The Minnesota prosecutor in charge of investigating the death of George Floyd said today in a press conference that while the video of the officer with his knee on Floyd’s neck is horrific, there’s other evidence that doesn’t support a criminal charge against the officer.
NEW: Minnesota prosecutor says video showing George Floyd's death is "terrible" but says there's "other evidence that does not support a criminal charge" pic.twitter.com/X3hzxQJtfe
— BNO News (@BNONews) May 28, 2020
Freeman, the county attorney, was answering a question as to why the officer hadn’t been charged with a crime yet. He replied that it violates his ethics to discuss the evidence before they announce their charging decision, but then said:
“I will say this. That video is graphic, horrific and terrible and no person should do that. But my job in the end is to prove that he violated a criminal statute. And there is other evidence that does not support a criminal charge. We need to wade through all of that evidence to come to a meaningful determination and we are doing that to the best of our ability.”
It’ll be interesting to see exactly what that evidence is because the video looks bad. But this is why we say don’t jump to conclusions. As Cranky T-Rex reminds us:
Remember, Mike Brown absolutely had his hands up when he was shot. Zimmerman stalked Trayvon because he was black against explicit orders to stay in his car. Nick Sandmann was blocking the way of a Native American vet. Until it wasn't the case.
— Inconspicuous Rex (@CrankyTRex) May 28, 2020
In very much related news, Amy Klobuchar, who was once had Michael Freeman’s job and may be Biden’s VP choice, reportedly declined to prosecute the officer at the center of the Floyd’s death despite numerous complaints against him:
DAILY WIRE – Democrat Senator Amy Klobuchar (MN) declined to prosecute the police officer who is at the center of the death of George Floyd over previous conduct complaints while she was a prosecutor in Hennepin County, which includes most of Minneapolis, according to a report from The Guardian.
Floyd died on Monday after an arrest that involved four Minneapolis police officers. One of the officers, Derek Chauvin, appeared to have his knee on Floyd’s neck while Floyd said that he could not breath.

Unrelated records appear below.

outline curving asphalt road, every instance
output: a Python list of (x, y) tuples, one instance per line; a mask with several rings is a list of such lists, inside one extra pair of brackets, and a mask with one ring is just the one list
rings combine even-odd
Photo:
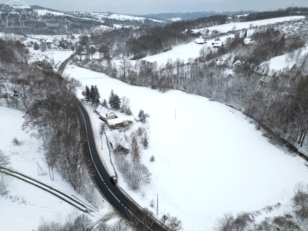
[[(75, 46), (76, 43), (75, 43)], [(75, 55), (76, 53), (74, 53), (62, 63), (58, 71), (58, 74), (62, 75), (66, 64)], [(92, 180), (101, 193), (124, 218), (129, 222), (132, 220), (142, 229), (141, 230), (168, 231), (168, 228), (163, 227), (154, 217), (150, 217), (149, 219), (144, 211), (133, 203), (111, 181), (110, 176), (102, 163), (96, 149), (89, 116), (82, 103), (77, 97), (75, 101), (79, 108), (78, 117), (82, 137), (87, 141), (85, 142), (83, 148), (85, 157), (88, 161), (88, 170), (91, 173)], [(145, 218), (145, 217), (147, 218)], [(148, 221), (145, 222), (145, 220)]]

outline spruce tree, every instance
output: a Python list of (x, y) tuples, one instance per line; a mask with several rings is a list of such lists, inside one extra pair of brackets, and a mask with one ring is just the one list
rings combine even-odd
[(34, 43), (33, 47), (34, 48), (34, 50), (35, 51), (37, 51), (39, 49), (39, 46), (38, 46), (38, 44), (37, 44), (37, 43), (36, 42)]
[(117, 110), (118, 110), (121, 107), (121, 99), (119, 95), (116, 94), (115, 94), (113, 105), (112, 107), (116, 108)]
[(109, 95), (109, 100), (108, 101), (108, 103), (110, 105), (110, 107), (113, 107), (113, 102), (114, 101), (115, 94), (113, 93), (113, 90), (111, 90), (111, 92)]
[(129, 107), (127, 108), (125, 110), (125, 113), (127, 115), (128, 115), (129, 116), (131, 116), (132, 113), (132, 111), (131, 111), (131, 108)]
[(102, 103), (101, 103), (100, 105), (105, 108), (107, 109), (108, 108), (108, 104), (107, 103), (107, 101), (105, 99), (104, 99), (102, 101)]
[(144, 136), (143, 138), (142, 144), (143, 144), (145, 148), (147, 148), (149, 146), (149, 141), (148, 140), (148, 135), (146, 132), (144, 133)]
[(94, 86), (93, 85), (91, 85), (91, 90), (90, 90), (90, 101), (91, 104), (93, 105), (94, 104), (94, 99), (95, 97), (95, 92), (94, 90)]
[(100, 98), (100, 95), (98, 89), (97, 87), (95, 85), (94, 87), (94, 95), (93, 96), (93, 104), (96, 107), (98, 107), (99, 105), (99, 98)]
[(83, 96), (86, 103), (87, 103), (90, 102), (90, 89), (87, 85), (86, 85), (85, 89), (83, 91), (81, 94)]
[(140, 109), (139, 111), (139, 114), (138, 114), (138, 116), (140, 118), (141, 121), (143, 122), (144, 119), (144, 112), (143, 111), (143, 110)]

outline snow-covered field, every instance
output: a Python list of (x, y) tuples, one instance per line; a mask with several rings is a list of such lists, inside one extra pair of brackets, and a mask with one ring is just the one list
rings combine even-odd
[(205, 28), (199, 28), (198, 29), (195, 29), (192, 30), (194, 32), (196, 33), (199, 31), (202, 31), (209, 29), (210, 31), (213, 30), (216, 30), (221, 33), (223, 33), (227, 32), (229, 30), (232, 30), (233, 27), (235, 26), (236, 30), (241, 30), (243, 29), (247, 29), (249, 28), (250, 24), (252, 24), (253, 26), (257, 26), (266, 25), (268, 24), (272, 24), (277, 22), (279, 22), (284, 21), (287, 21), (290, 20), (294, 20), (295, 19), (302, 19), (305, 18), (304, 16), (291, 16), (286, 17), (282, 17), (281, 18), (270, 18), (269, 19), (264, 19), (263, 20), (258, 20), (252, 22), (230, 22), (230, 23), (223, 24), (222, 25), (210, 26)]
[(117, 19), (117, 20), (137, 20), (138, 21), (143, 21), (144, 19), (147, 19), (153, 21), (153, 22), (165, 22), (164, 21), (161, 21), (156, 19), (152, 19), (152, 18), (148, 18), (143, 17), (138, 17), (136, 16), (132, 16), (132, 15), (126, 15), (126, 14), (116, 14), (113, 13), (91, 13), (91, 14), (93, 17), (95, 17), (99, 18), (101, 18), (103, 20), (104, 18), (111, 18), (112, 19)]
[(65, 59), (73, 54), (72, 51), (52, 51), (47, 50), (42, 51), (40, 50), (34, 50), (33, 47), (28, 47), (29, 51), (29, 62), (35, 62), (42, 61), (45, 58), (45, 55), (50, 59), (53, 58), (55, 64), (57, 65), (57, 68), (59, 68), (61, 64)]
[[(299, 51), (301, 52), (300, 55), (303, 55), (308, 52), (308, 47), (306, 46), (304, 48), (302, 49), (302, 50), (300, 50)], [(289, 68), (292, 67), (296, 63), (296, 57), (294, 57), (292, 61), (287, 62), (286, 61), (286, 59), (288, 56), (288, 54), (285, 54), (282, 55), (277, 56), (270, 59), (268, 61), (270, 70), (274, 69), (279, 71), (287, 67)]]
[[(20, 110), (0, 106), (0, 148), (9, 155), (13, 169), (90, 204), (55, 171), (55, 180), (51, 180), (48, 167), (43, 159), (45, 150), (42, 142), (22, 130), (24, 114)], [(12, 143), (14, 138), (20, 145)], [(40, 171), (39, 174), (38, 163), (46, 175), (42, 175)], [(75, 209), (55, 196), (16, 178), (10, 177), (6, 182), (9, 192), (7, 196), (0, 197), (1, 230), (32, 230), (37, 227), (41, 217), (51, 220), (59, 213), (64, 218)], [(93, 220), (107, 212), (107, 207), (99, 210), (92, 214)]]
[[(135, 116), (140, 108), (150, 115), (149, 145), (142, 150), (142, 159), (152, 174), (152, 181), (135, 192), (119, 174), (119, 184), (144, 207), (150, 208), (150, 201), (158, 194), (159, 217), (165, 212), (178, 217), (184, 230), (211, 230), (224, 212), (261, 210), (278, 202), (279, 209), (262, 212), (258, 218), (283, 214), (292, 209), (295, 184), (308, 183), (304, 161), (270, 144), (235, 109), (180, 91), (163, 93), (130, 86), (76, 67), (65, 72), (84, 85), (96, 85), (102, 98), (107, 99), (111, 89), (120, 97), (128, 97)], [(90, 114), (97, 130), (101, 122)], [(98, 135), (96, 138), (100, 147)]]
[[(234, 34), (231, 34), (221, 37), (220, 38), (221, 41), (224, 42), (228, 37), (232, 37), (234, 36)], [(141, 59), (150, 62), (156, 61), (159, 65), (165, 64), (169, 59), (172, 59), (173, 61), (175, 61), (179, 58), (181, 60), (184, 59), (184, 62), (187, 62), (189, 58), (195, 59), (199, 56), (199, 52), (202, 47), (205, 49), (208, 47), (212, 49), (217, 49), (213, 48), (213, 46), (211, 45), (211, 42), (213, 41), (213, 39), (209, 40), (207, 41), (206, 43), (204, 44), (197, 44), (192, 42), (175, 47), (168, 51), (148, 56)]]

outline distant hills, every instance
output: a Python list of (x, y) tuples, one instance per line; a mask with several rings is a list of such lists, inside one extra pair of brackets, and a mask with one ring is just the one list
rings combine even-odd
[(236, 15), (244, 14), (250, 13), (257, 13), (259, 11), (256, 10), (245, 10), (240, 11), (223, 11), (217, 12), (214, 11), (209, 12), (198, 11), (196, 12), (179, 12), (176, 13), (160, 13), (159, 14), (150, 14), (144, 15), (132, 14), (135, 16), (148, 18), (157, 20), (162, 21), (178, 21), (179, 20), (187, 20), (194, 19), (198, 18), (206, 17), (212, 15), (217, 14), (226, 14), (227, 15)]

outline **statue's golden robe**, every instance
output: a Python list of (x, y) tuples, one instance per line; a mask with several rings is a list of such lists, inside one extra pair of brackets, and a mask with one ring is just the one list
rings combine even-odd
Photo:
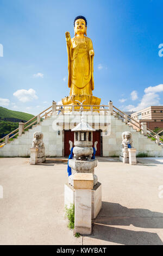
[(70, 96), (92, 95), (94, 89), (93, 56), (89, 54), (93, 50), (92, 40), (84, 36), (78, 41), (76, 36), (67, 44), (68, 86)]

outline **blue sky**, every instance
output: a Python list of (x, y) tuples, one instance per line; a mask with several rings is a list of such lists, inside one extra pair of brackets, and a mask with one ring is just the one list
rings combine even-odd
[(65, 33), (74, 36), (79, 15), (87, 19), (95, 53), (93, 95), (124, 111), (163, 105), (162, 5), (0, 0), (0, 106), (36, 114), (69, 95)]

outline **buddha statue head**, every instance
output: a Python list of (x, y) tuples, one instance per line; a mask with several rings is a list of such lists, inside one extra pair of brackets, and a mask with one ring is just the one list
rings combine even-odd
[(74, 35), (86, 35), (87, 21), (83, 16), (77, 16), (74, 20)]

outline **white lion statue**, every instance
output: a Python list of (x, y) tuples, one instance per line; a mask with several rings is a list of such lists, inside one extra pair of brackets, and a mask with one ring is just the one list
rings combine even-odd
[(132, 143), (133, 143), (133, 141), (131, 139), (131, 133), (130, 132), (123, 132), (122, 134), (122, 143), (121, 145), (121, 147), (122, 148), (128, 148), (128, 145), (129, 144), (131, 146), (131, 148), (132, 148)]
[(44, 148), (43, 142), (43, 133), (40, 132), (35, 132), (33, 134), (32, 147), (34, 148)]

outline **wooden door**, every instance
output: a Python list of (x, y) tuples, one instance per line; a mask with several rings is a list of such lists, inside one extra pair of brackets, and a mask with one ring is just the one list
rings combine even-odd
[(93, 147), (95, 145), (95, 142), (98, 141), (97, 144), (97, 151), (95, 156), (101, 156), (101, 131), (93, 132)]
[(68, 156), (70, 154), (69, 141), (74, 143), (74, 132), (71, 130), (64, 131), (64, 156)]

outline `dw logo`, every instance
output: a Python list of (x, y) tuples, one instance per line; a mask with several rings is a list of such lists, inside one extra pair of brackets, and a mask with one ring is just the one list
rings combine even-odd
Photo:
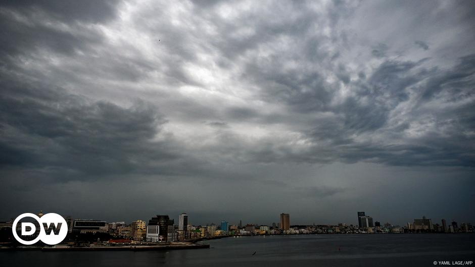
[[(24, 240), (17, 233), (17, 225), (20, 220), (31, 217), (38, 222), (38, 224), (22, 222), (21, 236), (31, 236), (36, 232), (36, 227), (39, 228), (39, 234), (32, 240)], [(13, 221), (12, 231), (15, 239), (24, 245), (32, 245), (41, 240), (48, 245), (56, 245), (62, 241), (68, 234), (68, 225), (66, 221), (61, 215), (55, 213), (49, 213), (41, 218), (31, 213), (24, 213), (17, 217)]]

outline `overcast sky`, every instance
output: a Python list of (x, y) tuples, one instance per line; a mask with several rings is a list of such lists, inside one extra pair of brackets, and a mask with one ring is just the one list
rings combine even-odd
[(0, 6), (0, 219), (475, 223), (475, 2)]

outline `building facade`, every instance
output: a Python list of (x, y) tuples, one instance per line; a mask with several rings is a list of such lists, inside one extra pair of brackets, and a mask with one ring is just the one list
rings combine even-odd
[(147, 242), (158, 242), (162, 241), (160, 239), (160, 226), (158, 225), (148, 226), (147, 227)]
[(87, 233), (107, 233), (109, 225), (105, 221), (94, 220), (76, 220), (73, 226), (73, 232), (85, 234)]
[(225, 221), (221, 222), (221, 230), (224, 232), (227, 232), (229, 230), (229, 223)]
[(169, 223), (170, 218), (168, 215), (157, 215), (149, 221), (149, 226), (159, 227), (160, 238), (161, 240), (164, 241), (168, 240), (168, 225)]
[(290, 229), (290, 215), (289, 213), (280, 214), (280, 229), (284, 231)]
[(145, 222), (141, 220), (132, 222), (130, 224), (130, 229), (132, 232), (132, 237), (134, 241), (141, 241), (145, 239), (147, 234)]
[(188, 226), (188, 215), (182, 213), (178, 218), (178, 231), (186, 231)]

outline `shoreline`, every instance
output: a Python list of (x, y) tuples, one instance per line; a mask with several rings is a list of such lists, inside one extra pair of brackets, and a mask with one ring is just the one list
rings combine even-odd
[(4, 247), (0, 248), (2, 251), (41, 250), (42, 252), (57, 251), (145, 251), (151, 250), (176, 250), (180, 249), (199, 249), (209, 248), (210, 245), (206, 244), (187, 243), (179, 245), (134, 245), (121, 246), (93, 246), (93, 247)]

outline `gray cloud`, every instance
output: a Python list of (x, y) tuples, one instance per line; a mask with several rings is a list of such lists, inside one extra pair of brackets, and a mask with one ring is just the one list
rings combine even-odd
[[(125, 205), (131, 220), (420, 216), (362, 200), (390, 191), (473, 220), (458, 205), (473, 198), (472, 6), (3, 3), (0, 200), (22, 200), (0, 218), (90, 216), (68, 194), (92, 207), (109, 188), (108, 220), (123, 220), (121, 197), (155, 203)], [(66, 204), (27, 197), (40, 185)], [(463, 196), (440, 199), (443, 185)]]
[(422, 41), (416, 41), (414, 42), (414, 43), (417, 44), (420, 48), (423, 49), (424, 50), (429, 50), (429, 45), (426, 43), (425, 42)]

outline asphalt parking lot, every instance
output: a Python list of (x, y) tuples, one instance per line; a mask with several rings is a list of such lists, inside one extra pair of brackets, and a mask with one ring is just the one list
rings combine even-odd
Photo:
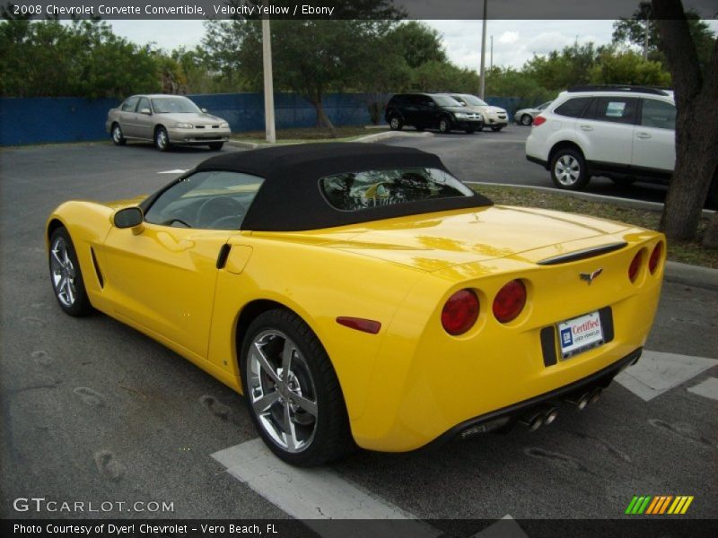
[[(527, 133), (510, 126), (392, 143), (436, 151), (463, 179), (521, 176), (547, 187), (547, 172), (517, 152)], [(54, 206), (71, 198), (151, 193), (212, 154), (109, 143), (0, 152), (0, 516), (285, 518), (307, 509), (322, 516), (322, 503), (330, 500), (326, 491), (322, 497), (322, 484), (330, 482), (338, 488), (331, 490), (335, 497), (358, 491), (347, 494), (349, 501), (361, 507), (371, 499), (389, 516), (617, 518), (635, 495), (648, 494), (694, 496), (683, 517), (716, 517), (718, 423), (711, 387), (718, 377), (718, 292), (669, 282), (640, 368), (583, 412), (564, 408), (554, 424), (536, 432), (515, 430), (407, 455), (359, 452), (309, 475), (266, 470), (272, 464), (256, 454), (257, 434), (238, 395), (107, 317), (63, 315), (48, 275), (43, 226)], [(615, 190), (606, 182), (592, 183), (590, 192)], [(633, 188), (649, 198), (649, 190), (660, 191)], [(244, 464), (233, 468), (232, 461)], [(258, 482), (263, 473), (284, 475), (286, 489)], [(283, 490), (291, 495), (287, 484), (300, 479), (319, 486), (305, 490), (297, 508)], [(13, 508), (14, 499), (31, 496), (166, 502), (173, 510)], [(361, 516), (346, 507), (332, 509), (337, 516)]]

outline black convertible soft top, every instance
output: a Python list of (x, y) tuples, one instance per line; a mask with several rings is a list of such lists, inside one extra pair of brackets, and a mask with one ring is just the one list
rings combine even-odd
[(332, 174), (399, 168), (433, 168), (449, 172), (433, 153), (361, 143), (292, 144), (232, 152), (207, 159), (196, 170), (229, 170), (263, 178), (265, 181), (242, 222), (242, 230), (257, 231), (318, 230), (492, 204), (474, 193), (471, 196), (341, 211), (325, 199), (320, 187), (320, 179)]

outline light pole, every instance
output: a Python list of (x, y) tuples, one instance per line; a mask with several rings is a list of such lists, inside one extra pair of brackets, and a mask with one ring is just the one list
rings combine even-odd
[[(267, 5), (267, 0), (265, 0)], [(272, 80), (272, 32), (269, 19), (262, 19), (262, 65), (264, 71), (264, 128), (267, 142), (276, 142), (275, 131), (275, 88)]]
[(484, 99), (484, 91), (486, 87), (486, 0), (484, 0), (484, 25), (481, 30), (481, 85), (478, 91), (478, 96)]

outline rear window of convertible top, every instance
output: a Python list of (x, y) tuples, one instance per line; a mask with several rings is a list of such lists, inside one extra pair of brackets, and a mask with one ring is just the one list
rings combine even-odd
[(473, 195), (451, 174), (425, 168), (334, 174), (320, 179), (320, 187), (327, 201), (342, 211)]

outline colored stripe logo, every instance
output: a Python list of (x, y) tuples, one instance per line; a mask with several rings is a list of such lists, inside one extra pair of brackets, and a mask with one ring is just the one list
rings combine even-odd
[(644, 495), (639, 497), (635, 495), (626, 514), (631, 516), (640, 516), (642, 514), (651, 516), (672, 515), (678, 516), (687, 512), (690, 503), (693, 502), (693, 496), (679, 495)]

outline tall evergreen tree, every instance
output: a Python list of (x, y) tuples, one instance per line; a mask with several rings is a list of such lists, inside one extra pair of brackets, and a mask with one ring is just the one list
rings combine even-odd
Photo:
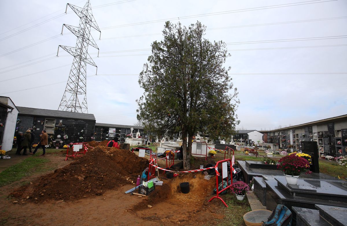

“Between 1999 and 2007, Klobuchar, the state’s then top prosecutor, declined to press charges against more than a dozen officers accused of killing civilians,” The Guardian reported. “In 2006, Chauvin was one of several officers involved in the shooting death of a man who stabbed others before turning on the police.”
Klobuchar “did not prosecute and instead the case went to a grand jury that declined to charge the officers with wrongdoing in 2008.”
WXII 12 News reported that Chauvin “had 18 prior complaints filed against him with the Minneapolis Police Department’s Internal Affairs.”
Again, we don’t know what the evidence is that Freeman is suggesting may vindicate the officer. Also, it may be that Klobuchar made the right decision given that the grand jury didn’t seek to charge Chauvin and the other officers with any wrongdoing. I’m not trying to say one way or the other given that I don’t know the details of those past cases. I mention it only because it’s possible there could be blowback for her if this thing goes south for Chauvin in the end.